Activation criteria :
- Auto-trigger : 2 consecutive P1 alerts on expectancy_negative_focal within 1h → operator paged + factor-level kill-switch flipped automatically (operator confirms within 15min or revert is held)
- Manual : DRI dococeven invokes Console flip when drift / sharpness / canary fails
7. OOS validation infrastructure (per committee c47b2afa blocker #2)¶
The FTF sweep IS the OOS validation — it leverages the existing infrastructure proven on Track 5 (PR #734) and committee-validated (session 989a6567 PASSED OK). For Track 6 :
7.1 Multi-fold evaluation (ADR-14)¶
- 5 cryptos × 5 folds × 5 variants = 125 training runs per FTF sweep
- Each fold is a purged + embargoed time-series split (per ADR-14, López de Prado AFML Ch 7) — implemented in
commun.cv.purged_kfold.PurgedKFold - Purge horizon = label horizon (4 candles for SL0.5_TP1_H4 PTE strategy, configurable via
CVN_PURGE_HORIZON) - Embargo = 0.5% of dataset size (configurable via
CVN_EMBARGO_PCT) - Splits are deterministic (seeded) to ensure reproducibility across factor variants
7.2 Theta calibrated OOS (ADR-15)¶
- Threshold for BUY decision (
CVN_THRESHOLD_BUY) is calibrated on a separate hold-out fold that's neither train nor val — isolated from any per-fold optimization to avoid leakage - Bug #1 fix (PR #765) explicitly aligned
_apply_calibrationto use(X_val, y_val)per ADR-15 precedent - Track 6 inherits this contract — focal loss outputs go through the same calibration on hold-out path
- Temperature scaling adds an OOS recalibration option specifically for focal-trained models
7.3 Statistical gates (per F1_BUY_BOOST_PLAN.md §6)¶
After 125 rows in finetune_results, the sweep runs the standard analysis pipeline (existing infrastructure) :
- BH-corrected p-values (Benjamini-Hochberg FDR control across the 4 non-baseline variants × 5 folds)

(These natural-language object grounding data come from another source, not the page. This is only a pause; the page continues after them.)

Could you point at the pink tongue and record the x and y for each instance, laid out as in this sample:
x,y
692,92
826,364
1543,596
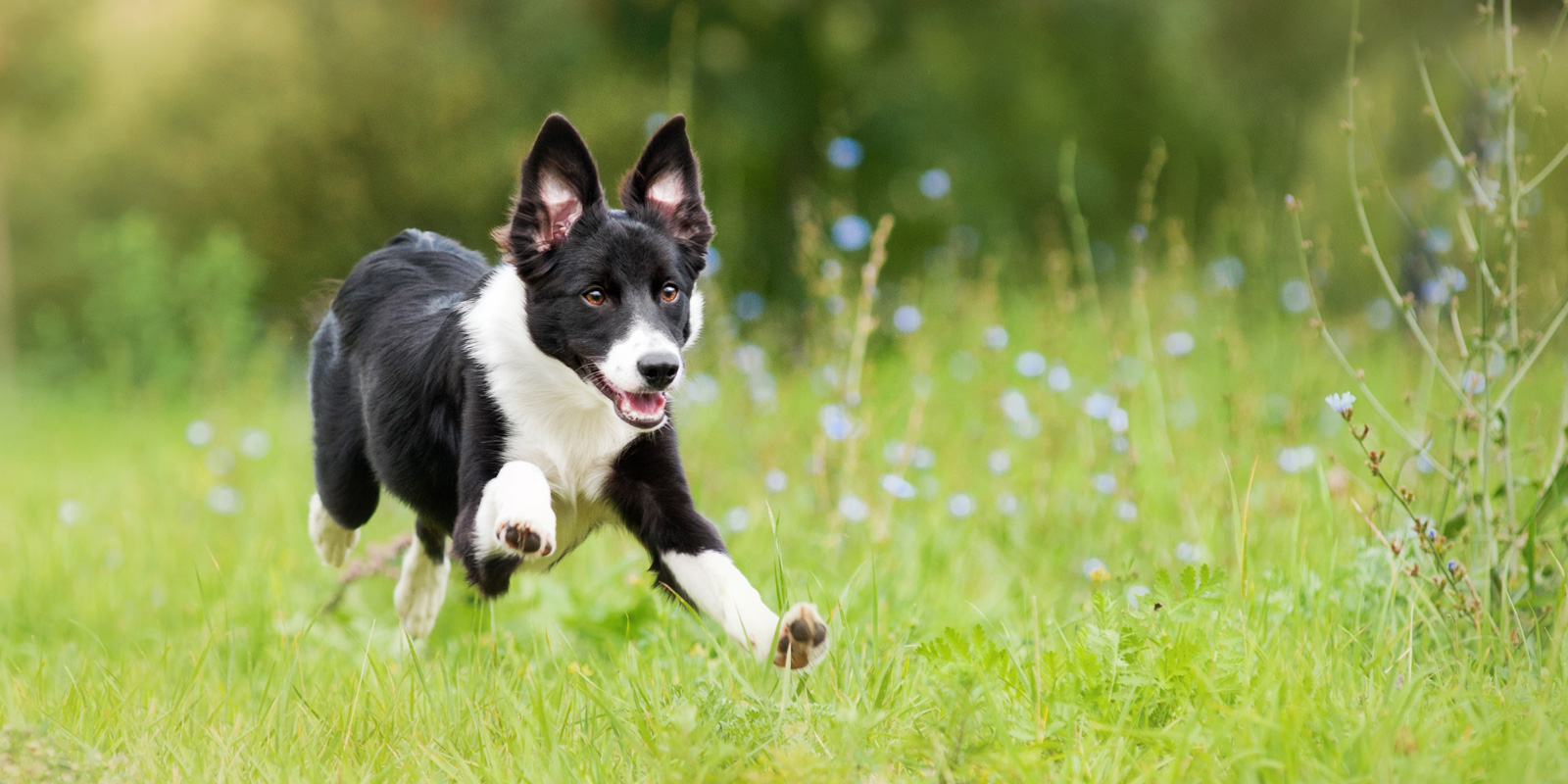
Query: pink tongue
x,y
643,405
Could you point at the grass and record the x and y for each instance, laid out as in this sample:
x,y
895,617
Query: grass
x,y
146,637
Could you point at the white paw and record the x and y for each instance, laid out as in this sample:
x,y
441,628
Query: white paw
x,y
331,540
419,592
804,639
514,514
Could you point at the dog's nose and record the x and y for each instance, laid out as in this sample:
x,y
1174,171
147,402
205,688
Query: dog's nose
x,y
659,370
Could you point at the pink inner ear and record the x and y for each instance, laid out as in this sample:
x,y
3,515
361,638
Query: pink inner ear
x,y
562,204
666,193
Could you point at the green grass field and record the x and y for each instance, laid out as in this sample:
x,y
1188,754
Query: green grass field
x,y
162,608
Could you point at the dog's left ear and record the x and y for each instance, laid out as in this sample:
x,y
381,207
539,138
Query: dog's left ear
x,y
665,185
559,187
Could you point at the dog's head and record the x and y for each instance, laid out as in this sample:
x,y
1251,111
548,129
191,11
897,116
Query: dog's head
x,y
612,294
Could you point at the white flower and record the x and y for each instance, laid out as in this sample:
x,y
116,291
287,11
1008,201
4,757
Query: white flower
x,y
1118,420
906,318
1341,402
1296,460
1095,569
1031,365
1100,405
1104,483
1178,344
898,486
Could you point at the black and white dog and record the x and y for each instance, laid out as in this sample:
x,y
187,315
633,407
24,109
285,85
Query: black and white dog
x,y
517,407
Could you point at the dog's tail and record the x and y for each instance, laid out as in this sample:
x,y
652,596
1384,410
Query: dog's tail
x,y
420,240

- Bootstrap CI 95% on f1_buy delta vs baseline
- Cohen's d effect size on f1_buy
- Per-asset breakdown : ≥ 4/5 cryptos must individually improve
- Per-fold variance reported alongside median (per F1_BUY_BOOST_PLAN.md §7)
- ECE_HOLD (calibration on holdout fold) ≤ baseline + 0.01
7.4 PBO / CSCV considerations¶
The FTF sweep at 5 variants is small enough that PBO (Probability of Backtest Overfitting) risk is low (López de Prado et al. 2014 — PBO rises with the number of variants explored). The 4 non-baseline variants vs 1 baseline = 4 hypotheses ; with 5-fold CV, false-discovery probability under H0 is well-controlled by BH correction.
If a follow-up sweep expands the alpha range (Risk #8 mitigation), PBO analysis MUST be added to the results dossier explicitly. Tracked as Phase 4 conditional acceptance criterion.
7.5 Pre-merge OOS evidence¶
This PR ships the implementation. The OOS results will land in Phase 4 (sweep) → Phase 5 (results dossier 2026-MM-DD-track6-focal-loss-results.md). The integration tests in this PR are NOT a substitute for the FTF sweep — they verify code correctness, not statistical validity. Lock decision (Phase 5) requires the full statistical evidence.
Question for the committee¶
Is the focal loss implementation faithful to the plan validated by
4ef337af, with appropriate formal verification (SymPy + numerical) and predict() path audit — or does any of (a) the temperature scaling implementation choices (L-BFGS over T, single param), (b) the XGBWrapper raw_output_logits flag design, (c) the variant matrix at 5 configs, raise a blocker before merge?Bonus : are the MLOps readiness 5 metrics + 2 alerts + 3 drift detectors sufficient for shadow + canary stages, or should additional production observability be wired BEFORE the FTF sweep launches (Phase 4) ?